More evidence of decline at Dartmouth

On Dartblog, Dartmouth senior Phil Aubart speaks from personal experience about a significant problem at Dartmouth — the difficulty students have in enrolling in desirable courses. The problem is not confined to underclassmen. As a senior minoring in Government, Aubart still faces the prospect of being shut-out of the Government seminar of his choice. And this was after declaring a Government minor in order to take other courses he wanted within the department. That decision, in turn, prevented him from being able to pursue courses he was interested in outside of his major and minor departments because in order to maintain his Government minor, he had to fill space in his schedule with Government courses that he wasn’t interested in.

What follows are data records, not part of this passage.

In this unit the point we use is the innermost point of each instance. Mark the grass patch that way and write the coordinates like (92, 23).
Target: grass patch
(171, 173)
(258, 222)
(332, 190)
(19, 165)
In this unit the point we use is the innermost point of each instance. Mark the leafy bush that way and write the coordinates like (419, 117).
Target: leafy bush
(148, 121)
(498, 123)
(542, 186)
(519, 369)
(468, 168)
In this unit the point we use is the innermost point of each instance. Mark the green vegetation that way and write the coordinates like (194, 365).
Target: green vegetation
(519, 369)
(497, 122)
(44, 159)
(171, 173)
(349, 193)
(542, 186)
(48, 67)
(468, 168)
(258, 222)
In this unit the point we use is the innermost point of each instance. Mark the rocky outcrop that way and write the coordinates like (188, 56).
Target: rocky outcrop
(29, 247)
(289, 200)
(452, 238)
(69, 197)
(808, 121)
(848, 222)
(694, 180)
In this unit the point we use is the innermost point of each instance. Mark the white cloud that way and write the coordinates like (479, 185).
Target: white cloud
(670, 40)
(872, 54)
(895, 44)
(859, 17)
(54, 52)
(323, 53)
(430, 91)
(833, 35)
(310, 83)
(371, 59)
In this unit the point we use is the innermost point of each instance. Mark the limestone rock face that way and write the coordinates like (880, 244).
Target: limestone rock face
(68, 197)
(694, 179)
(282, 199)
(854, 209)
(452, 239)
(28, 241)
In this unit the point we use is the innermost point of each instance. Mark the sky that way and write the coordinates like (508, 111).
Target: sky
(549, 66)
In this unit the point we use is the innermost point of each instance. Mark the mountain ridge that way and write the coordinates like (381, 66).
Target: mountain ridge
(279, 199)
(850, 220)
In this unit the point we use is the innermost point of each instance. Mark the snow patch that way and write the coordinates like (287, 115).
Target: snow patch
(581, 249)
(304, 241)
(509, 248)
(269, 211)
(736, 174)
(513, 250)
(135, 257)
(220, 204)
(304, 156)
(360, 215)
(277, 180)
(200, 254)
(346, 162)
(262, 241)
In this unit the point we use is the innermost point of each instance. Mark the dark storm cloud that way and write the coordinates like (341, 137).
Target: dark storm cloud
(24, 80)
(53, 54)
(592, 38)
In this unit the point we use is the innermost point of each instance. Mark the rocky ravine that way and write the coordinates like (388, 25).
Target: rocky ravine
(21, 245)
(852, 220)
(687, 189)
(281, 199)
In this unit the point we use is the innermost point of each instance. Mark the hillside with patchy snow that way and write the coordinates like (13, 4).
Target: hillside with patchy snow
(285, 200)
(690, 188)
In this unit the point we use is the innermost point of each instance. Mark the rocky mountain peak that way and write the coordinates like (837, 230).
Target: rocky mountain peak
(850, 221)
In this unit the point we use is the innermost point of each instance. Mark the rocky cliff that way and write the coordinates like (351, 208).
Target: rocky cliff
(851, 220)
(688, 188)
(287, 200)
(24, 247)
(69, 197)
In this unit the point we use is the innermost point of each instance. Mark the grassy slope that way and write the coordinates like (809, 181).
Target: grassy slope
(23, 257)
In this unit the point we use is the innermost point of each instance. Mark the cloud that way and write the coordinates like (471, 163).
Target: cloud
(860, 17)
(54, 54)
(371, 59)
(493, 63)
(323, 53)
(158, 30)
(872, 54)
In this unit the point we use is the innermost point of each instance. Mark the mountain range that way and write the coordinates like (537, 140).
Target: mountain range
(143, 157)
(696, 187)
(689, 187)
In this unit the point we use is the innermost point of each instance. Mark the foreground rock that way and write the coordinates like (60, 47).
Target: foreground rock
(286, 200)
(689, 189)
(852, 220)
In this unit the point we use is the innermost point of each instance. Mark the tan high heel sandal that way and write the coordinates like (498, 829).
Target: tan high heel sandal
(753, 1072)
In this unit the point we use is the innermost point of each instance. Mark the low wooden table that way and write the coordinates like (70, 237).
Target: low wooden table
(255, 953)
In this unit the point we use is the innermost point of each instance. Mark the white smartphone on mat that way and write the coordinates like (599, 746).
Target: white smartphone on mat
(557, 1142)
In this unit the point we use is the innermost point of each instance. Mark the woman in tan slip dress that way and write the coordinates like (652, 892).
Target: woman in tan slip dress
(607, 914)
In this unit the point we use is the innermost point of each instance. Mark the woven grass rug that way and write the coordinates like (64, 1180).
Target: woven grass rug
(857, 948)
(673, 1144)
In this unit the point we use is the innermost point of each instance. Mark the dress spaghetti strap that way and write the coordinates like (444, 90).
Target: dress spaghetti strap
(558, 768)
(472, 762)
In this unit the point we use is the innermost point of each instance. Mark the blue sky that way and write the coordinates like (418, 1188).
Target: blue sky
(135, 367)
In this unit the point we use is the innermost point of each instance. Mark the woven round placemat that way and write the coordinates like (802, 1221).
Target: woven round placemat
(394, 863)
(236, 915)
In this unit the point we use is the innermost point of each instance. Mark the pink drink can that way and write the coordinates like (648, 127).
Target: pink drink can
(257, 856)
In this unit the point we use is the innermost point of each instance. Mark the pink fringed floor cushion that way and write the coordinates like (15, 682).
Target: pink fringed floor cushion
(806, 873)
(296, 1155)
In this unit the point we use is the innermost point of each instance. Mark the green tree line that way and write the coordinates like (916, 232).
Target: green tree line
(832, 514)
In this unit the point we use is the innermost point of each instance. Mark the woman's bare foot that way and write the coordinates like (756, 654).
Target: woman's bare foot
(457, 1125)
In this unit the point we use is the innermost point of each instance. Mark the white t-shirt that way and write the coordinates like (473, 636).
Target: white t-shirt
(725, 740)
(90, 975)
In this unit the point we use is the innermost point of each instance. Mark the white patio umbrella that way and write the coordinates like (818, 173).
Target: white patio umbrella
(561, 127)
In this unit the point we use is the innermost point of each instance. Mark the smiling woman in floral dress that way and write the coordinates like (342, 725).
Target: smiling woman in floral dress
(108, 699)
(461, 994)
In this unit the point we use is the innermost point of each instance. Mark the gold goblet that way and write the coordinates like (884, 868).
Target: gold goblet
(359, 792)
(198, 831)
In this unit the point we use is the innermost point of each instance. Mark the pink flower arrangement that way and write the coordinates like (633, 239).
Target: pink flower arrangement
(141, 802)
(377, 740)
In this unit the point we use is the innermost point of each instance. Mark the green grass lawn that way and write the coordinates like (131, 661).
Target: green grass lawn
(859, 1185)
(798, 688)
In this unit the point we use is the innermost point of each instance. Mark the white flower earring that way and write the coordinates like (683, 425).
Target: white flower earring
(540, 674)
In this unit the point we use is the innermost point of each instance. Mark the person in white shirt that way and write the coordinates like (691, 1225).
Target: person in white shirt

The problem is hardly unique to Phil; my daugther has experienced variations of it. Nor is the problem new. When my daughter visited Dartmouth in the spring of 2006, a professor in the Government department warned her about it.
However, it certainly hasn’t always been this way at Dartmouth. The only time I was shut out of a class was when, as a freshman, I audaciously tried to get into a seminar taught by visiting professor Crane Brinton.
Joe Asch has argued, convincingly, that the problem is related to the shocking expansion of the Dartmouth bureaucracy during the past 10 years. If some of the resources that have financed that expansion had been devoted to hiring more professors in over-subscribed departments, students like Phil would be able more consistently to get into the courses of their choice and wouldn’t be forced to make so many trade-offs in order to “game the system.”